The Galapagos Is One Of The World’s Most Amazing Destinations
The Galapagos are a group of islands located about 500 miles away from Ecuador in the Pacific Ocean. The archipelago is very popular for being a place where Charles Darwin concentrated much of its scientific research due to their large number of endemic species and their great biodiversity. The Galapagos Islands have been ranked in the top spots of places to visit in Central and South America as well as the best islands in the world, the best national parks, the best family summer vacation and also some of the most affordable vacation spots in South America. No other place in Earth offers such close encounters with nature and such an amazing opportunity to experience one of the most pristine and untouched ecosystems of the planet; sadly we do not know at this rate, for how long they will retain their magic and conserve all of their ecological value at the rate we are destroying the planet.
You can see The Galapagos during the whole year if you chose to do so. June through August are the busiest months to visit as well as the priciest time to go to the island, from December through May the weather is hotter and the rains are more constant but the ocean is calmer. If you are into SCUBA diving, experts recommend to go from September to November when the water is a lot colder and you can see more marine species out and about.
Without a doubt, the wildlife is the main reason why people chose The Galapagos as their holiday destination and they do it rightly so. As we mentioned before, the diversity and amount of species that you can’t find anywhere else in the world, are very abundant here.
The Galapagos are one of the few places left in the planet where human touch is practically non-existent. The islands do not have an indigenous population and they were actually the first place to be named a UNESCO World Heritage Site. Most access to the islands in restricted and requires licensed guides to take you there in order to further protect the place from our destructive influence.
The educational value of visiting the Galapagos is unmatched. Here you can witness first-hand the marvels of evolution unfolding before your eyes and understand why this place presented such a strong evidence to support Charles Darwin’s theories and his work in natural selection. Giant tortoises, sea lions, and birds like finches and boobies are all over the place and their lack of fear for humans can give you the chance of experiencing some of the closest encounters you will ever live with this amazing creatures.
If you love the water, this place is as diverse beyond its coasts as it is inland.
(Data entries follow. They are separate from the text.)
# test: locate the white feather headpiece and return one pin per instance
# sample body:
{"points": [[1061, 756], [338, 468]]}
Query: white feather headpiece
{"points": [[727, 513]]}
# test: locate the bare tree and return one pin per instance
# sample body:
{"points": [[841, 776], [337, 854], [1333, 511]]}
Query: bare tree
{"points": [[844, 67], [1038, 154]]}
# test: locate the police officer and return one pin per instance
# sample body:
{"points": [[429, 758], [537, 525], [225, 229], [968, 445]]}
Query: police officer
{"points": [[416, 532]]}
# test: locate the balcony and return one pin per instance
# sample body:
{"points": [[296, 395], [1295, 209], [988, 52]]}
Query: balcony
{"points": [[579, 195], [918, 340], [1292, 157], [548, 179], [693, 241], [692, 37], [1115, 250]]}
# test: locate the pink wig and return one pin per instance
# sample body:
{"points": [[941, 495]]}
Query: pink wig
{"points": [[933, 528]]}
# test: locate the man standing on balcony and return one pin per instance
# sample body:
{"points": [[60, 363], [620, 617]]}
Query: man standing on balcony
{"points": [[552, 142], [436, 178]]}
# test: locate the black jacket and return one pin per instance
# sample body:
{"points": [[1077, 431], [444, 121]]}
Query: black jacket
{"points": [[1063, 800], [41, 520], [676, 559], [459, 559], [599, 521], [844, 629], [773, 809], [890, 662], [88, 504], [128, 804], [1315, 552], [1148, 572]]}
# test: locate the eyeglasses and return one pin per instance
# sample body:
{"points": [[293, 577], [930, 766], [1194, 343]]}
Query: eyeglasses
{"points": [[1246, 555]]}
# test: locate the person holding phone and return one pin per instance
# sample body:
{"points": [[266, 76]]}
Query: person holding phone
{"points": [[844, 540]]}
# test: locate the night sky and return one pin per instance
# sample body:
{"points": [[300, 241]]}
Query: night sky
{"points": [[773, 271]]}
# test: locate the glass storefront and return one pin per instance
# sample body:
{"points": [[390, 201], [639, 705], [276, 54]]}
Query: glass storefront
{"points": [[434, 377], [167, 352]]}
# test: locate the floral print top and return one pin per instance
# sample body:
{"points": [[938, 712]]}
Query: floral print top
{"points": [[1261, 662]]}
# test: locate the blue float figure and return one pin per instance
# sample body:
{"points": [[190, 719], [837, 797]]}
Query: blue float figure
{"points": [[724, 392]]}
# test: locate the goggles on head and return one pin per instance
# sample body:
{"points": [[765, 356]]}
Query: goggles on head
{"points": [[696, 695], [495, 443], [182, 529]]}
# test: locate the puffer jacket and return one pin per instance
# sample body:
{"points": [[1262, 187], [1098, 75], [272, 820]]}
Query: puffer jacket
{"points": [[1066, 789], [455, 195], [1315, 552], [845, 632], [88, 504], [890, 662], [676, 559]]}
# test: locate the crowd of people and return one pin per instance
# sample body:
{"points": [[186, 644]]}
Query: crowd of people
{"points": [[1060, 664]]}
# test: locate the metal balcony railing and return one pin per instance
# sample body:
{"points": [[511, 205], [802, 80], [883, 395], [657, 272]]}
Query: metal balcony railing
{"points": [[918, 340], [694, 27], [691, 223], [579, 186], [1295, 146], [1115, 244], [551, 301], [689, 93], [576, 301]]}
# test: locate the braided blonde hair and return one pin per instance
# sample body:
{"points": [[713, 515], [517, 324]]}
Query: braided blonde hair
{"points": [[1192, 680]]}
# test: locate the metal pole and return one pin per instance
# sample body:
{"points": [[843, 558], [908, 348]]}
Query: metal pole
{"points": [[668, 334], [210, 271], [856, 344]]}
More than 400 hundred different species of fish have been documented in this area and more than 10% of them are endemic to the region. The place is perfect for snorkeling as well with the whole family with the guidance of the experts in the subject. Finding penguins, sea lions, and even sharks is not uncommon when you venture to discover underwater life at The Galapagos.
The opportunity to take amazing photographs is another great reason why people love to come here. It feels like you are cheating when you gaze upon the vistas and landscapes the Galapagos have to offer. Even the newest amateurs can be sure that they will capture some of the greatest shots they will ever be able to take in any vacation.
The beaches here are absolutely stunning. You can find some of the bluest waters and the whitest sands you have ever seen, as long as you don’t mind sharing the space with sea lions and birds instead of umbrellas, food stands, and noisy vendors. Each island is like a different world unto itself. You can find all kinds of topography, landscapes, vegetation and animal life that has existed for thousands of years untouched.
Visiting The Galapagos is both beautiful and sad at the same time, because at this rate, this amazing archipelago composed of more than 60 different islands will eventually disappear. Tourism is something that greatly contributes economically to the conservation, protection and preservation of these ecosystems, but at the same time, collective consciousness about the issues that leave the future of this beautiful in such a degree of uncertainty must be raised. Those who visit the Galapagos must leave the islands as heralds and ambassadors of the beauty they have experienced and understand their role in making sure that many more generations can enjoy that same privilege.